La casa la hicimos con deseos de barro y piedra
tejada con sueños vírgenes a fuego lento
y vigas barnizadas con ternura pueril.
Por el bosque, bordeando la montaña de hielo,
caminábamos por el sendero cobijado
por buganvillas que campanilleaban secretos
al crujido de nuestros pies descalzos.
Nos mirábamos cómo si no nos viéramos,
transparentes, untados de betún celeste,
tan auténticos en nuestras carnes sin pliegues.
En el lago verdoso, en las mañanas esmeralda,
nos juntábamos en la orilla a soplar pétalos
de flores malva hasta el confín del movedizo horizonte;
las aguas gorgoriteaban mansos estribillos
en ondas que se expandían inmensas
hasta que se recluían silentes en el fondo.
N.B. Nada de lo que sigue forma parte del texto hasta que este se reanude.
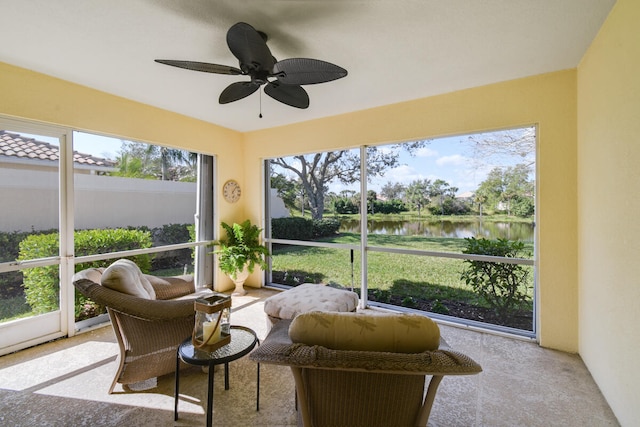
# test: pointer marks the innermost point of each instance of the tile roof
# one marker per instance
(16, 145)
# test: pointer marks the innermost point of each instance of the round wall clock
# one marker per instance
(231, 191)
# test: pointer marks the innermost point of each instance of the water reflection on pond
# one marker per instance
(490, 230)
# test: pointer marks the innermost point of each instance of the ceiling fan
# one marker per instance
(282, 79)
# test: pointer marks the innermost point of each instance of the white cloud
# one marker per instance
(426, 152)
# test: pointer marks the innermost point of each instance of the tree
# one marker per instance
(316, 171)
(287, 189)
(507, 186)
(440, 190)
(512, 143)
(148, 161)
(417, 194)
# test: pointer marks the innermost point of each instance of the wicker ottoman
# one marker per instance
(308, 297)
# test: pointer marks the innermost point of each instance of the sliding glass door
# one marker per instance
(32, 301)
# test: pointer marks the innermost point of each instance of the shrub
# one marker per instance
(294, 228)
(42, 284)
(503, 286)
(325, 227)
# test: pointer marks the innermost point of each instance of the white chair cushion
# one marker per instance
(398, 333)
(309, 297)
(125, 276)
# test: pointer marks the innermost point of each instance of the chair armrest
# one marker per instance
(171, 287)
(278, 349)
(134, 306)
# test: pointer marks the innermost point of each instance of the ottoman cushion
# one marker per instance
(309, 297)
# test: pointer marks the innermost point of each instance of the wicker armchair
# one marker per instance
(361, 388)
(148, 331)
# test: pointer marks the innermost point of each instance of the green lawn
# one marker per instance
(407, 275)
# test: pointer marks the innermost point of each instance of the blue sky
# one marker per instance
(449, 158)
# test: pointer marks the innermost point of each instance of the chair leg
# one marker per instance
(425, 411)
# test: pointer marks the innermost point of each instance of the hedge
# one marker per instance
(296, 228)
(42, 284)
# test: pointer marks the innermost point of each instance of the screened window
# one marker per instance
(448, 225)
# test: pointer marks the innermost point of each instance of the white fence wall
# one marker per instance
(29, 201)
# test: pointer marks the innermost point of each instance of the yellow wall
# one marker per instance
(608, 206)
(547, 100)
(34, 96)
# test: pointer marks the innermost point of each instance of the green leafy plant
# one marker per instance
(502, 285)
(240, 249)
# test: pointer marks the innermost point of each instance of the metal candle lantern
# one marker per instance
(213, 320)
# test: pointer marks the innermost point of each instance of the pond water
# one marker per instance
(477, 228)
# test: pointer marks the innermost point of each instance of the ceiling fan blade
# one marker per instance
(292, 95)
(306, 71)
(201, 66)
(249, 47)
(236, 91)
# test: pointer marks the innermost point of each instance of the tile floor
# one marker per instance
(65, 383)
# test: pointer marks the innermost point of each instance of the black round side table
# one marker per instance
(243, 340)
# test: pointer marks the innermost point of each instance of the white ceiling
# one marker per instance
(394, 50)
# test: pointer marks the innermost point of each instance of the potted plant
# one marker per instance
(239, 253)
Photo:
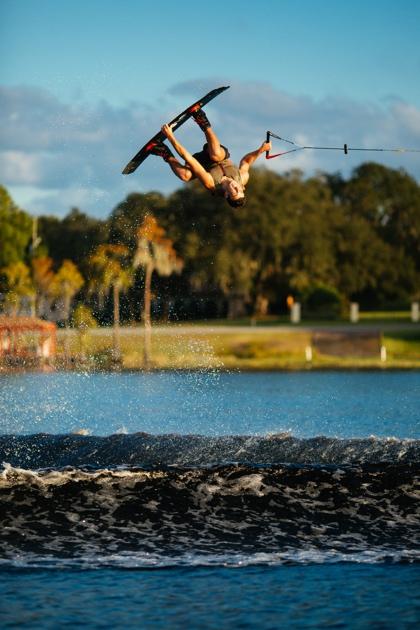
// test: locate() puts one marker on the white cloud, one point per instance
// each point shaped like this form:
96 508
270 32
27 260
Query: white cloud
73 154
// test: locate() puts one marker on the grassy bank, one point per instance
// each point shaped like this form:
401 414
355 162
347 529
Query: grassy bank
192 347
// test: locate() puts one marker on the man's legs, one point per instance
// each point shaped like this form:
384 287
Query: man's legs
214 148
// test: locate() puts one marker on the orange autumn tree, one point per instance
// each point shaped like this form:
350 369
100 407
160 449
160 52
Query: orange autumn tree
43 278
154 252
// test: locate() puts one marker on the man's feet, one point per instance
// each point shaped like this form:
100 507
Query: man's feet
160 149
200 118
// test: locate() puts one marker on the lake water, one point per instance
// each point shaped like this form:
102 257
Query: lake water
210 499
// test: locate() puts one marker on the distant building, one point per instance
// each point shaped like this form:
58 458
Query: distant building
27 342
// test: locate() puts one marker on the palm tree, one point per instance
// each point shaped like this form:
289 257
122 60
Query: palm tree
43 279
19 286
67 282
154 253
110 272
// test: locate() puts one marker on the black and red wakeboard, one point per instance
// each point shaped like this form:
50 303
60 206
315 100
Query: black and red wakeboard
179 120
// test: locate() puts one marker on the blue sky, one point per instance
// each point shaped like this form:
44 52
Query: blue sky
85 83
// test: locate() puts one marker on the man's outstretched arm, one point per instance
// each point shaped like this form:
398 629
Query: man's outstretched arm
199 171
248 160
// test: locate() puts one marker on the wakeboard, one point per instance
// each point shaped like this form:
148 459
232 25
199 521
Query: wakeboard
179 120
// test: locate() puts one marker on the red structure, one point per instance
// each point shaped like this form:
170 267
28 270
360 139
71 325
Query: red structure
27 341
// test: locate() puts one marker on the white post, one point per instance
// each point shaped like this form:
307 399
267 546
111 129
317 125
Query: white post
354 312
295 313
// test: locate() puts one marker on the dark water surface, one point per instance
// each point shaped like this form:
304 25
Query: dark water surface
210 500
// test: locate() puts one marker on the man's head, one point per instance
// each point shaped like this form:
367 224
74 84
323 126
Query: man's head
234 193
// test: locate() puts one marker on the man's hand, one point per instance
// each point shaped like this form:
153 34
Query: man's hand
167 131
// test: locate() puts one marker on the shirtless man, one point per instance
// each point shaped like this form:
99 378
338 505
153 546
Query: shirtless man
211 166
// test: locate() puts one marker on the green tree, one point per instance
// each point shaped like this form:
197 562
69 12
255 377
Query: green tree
43 279
15 230
72 238
154 252
110 271
67 282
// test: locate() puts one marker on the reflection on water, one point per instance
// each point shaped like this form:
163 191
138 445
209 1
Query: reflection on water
343 404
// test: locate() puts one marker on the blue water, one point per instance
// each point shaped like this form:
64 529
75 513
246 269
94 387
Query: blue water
337 404
369 590
339 596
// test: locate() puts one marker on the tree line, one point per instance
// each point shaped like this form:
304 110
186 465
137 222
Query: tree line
323 238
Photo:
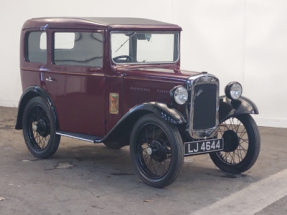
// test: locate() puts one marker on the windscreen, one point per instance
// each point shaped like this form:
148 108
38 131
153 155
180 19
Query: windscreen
144 47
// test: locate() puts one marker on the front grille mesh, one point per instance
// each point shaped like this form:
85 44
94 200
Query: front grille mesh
204 106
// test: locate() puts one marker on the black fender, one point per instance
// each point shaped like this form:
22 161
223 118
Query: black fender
124 126
28 94
229 108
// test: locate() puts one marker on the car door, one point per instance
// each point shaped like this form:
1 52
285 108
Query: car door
76 79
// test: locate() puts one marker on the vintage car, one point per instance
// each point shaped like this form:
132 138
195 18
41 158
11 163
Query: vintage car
118 81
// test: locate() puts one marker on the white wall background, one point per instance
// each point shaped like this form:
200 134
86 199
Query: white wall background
243 40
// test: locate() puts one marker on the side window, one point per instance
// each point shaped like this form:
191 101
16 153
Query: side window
78 48
36 48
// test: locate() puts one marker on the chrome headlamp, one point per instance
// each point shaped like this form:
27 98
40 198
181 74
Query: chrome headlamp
179 95
233 90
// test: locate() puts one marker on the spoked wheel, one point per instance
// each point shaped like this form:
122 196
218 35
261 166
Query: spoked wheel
241 144
39 129
156 151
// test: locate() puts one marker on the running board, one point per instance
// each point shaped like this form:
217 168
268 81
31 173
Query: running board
84 137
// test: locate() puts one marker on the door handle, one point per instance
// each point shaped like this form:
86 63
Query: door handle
49 79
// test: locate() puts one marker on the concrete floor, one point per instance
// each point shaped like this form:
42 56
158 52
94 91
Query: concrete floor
99 180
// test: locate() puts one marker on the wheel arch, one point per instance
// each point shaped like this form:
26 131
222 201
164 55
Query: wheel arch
125 125
28 94
229 108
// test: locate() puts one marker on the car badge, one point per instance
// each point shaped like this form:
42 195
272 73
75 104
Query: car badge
198 93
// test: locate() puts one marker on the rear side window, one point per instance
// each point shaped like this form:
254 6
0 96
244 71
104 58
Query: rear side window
36 47
78 49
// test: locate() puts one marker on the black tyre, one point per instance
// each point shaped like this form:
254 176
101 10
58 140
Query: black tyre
39 129
156 150
241 144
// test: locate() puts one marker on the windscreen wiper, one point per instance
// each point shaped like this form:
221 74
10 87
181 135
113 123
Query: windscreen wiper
131 34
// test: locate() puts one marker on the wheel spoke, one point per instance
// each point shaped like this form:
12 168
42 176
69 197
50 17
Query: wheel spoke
156 163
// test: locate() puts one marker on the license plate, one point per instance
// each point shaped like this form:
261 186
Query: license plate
203 146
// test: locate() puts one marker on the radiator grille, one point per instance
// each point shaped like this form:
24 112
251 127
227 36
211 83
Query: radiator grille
204 106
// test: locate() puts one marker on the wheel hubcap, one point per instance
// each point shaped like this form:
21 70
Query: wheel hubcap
159 153
41 128
149 151
231 141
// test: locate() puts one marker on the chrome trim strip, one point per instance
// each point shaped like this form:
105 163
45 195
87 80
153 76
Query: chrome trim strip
71 136
190 85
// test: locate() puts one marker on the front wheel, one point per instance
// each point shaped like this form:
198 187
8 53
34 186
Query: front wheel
241 144
156 150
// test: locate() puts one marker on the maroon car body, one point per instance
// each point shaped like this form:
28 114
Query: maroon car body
81 96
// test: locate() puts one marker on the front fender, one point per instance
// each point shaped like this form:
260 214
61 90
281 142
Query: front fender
28 94
125 125
229 108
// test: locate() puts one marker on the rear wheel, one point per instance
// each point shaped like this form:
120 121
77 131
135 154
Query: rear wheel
241 144
39 129
157 151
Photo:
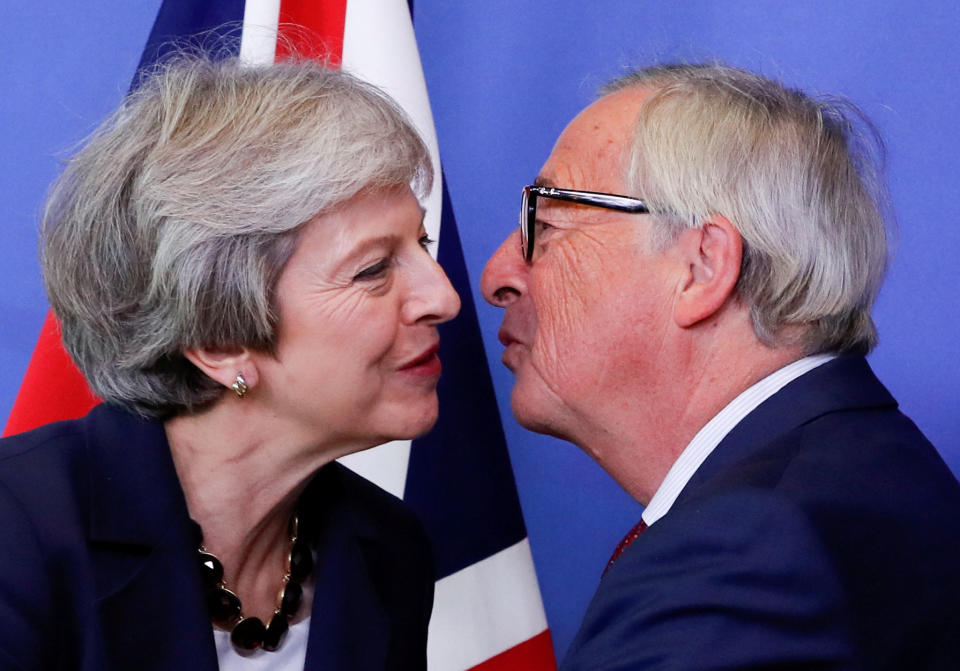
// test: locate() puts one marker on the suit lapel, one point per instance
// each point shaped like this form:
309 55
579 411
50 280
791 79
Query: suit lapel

Con pocas palabras nos decíamos que, sumergiéndonos,
nos tornaríamos glaucos y témpanos fríos
y tocaríamos al enorme rey de los batracios
sentado sobre su trono de conchas verdemar
y su cohorte de ninfas de cola sinuosa y punzante.
Casi todas las noches, menos cuando se hacían níveas,
descorríamos el telón para contar puntas de estrellas,
tú ganabas porque yo terminaba riendo
con las cosquillas del aliento de la luna
hasta que descubrí que te maquillabas con lluvia roja
y tu cutis se ocultaba de todos los vientos.
Sabíamos lo esencial y por ello nos amábamos,
inexpertos, dueños de tan corto pasado,
y viviendo a diario el futuro.
Tras el cambiante horizonte del lago verdoso,
en los días más claros de las primaveras,
intuíamos la bola de sebo de la ciudad
asomando su chepa con saltitos insistentes;
nos sentíamos tristes unos instantes,
desesperados en un lapsus que iniciaba torrente,
hasta que emergían las aletas de los vértices
de todas las estrellas que contábamos
y soliviantaban oleaje en el límite impreciso.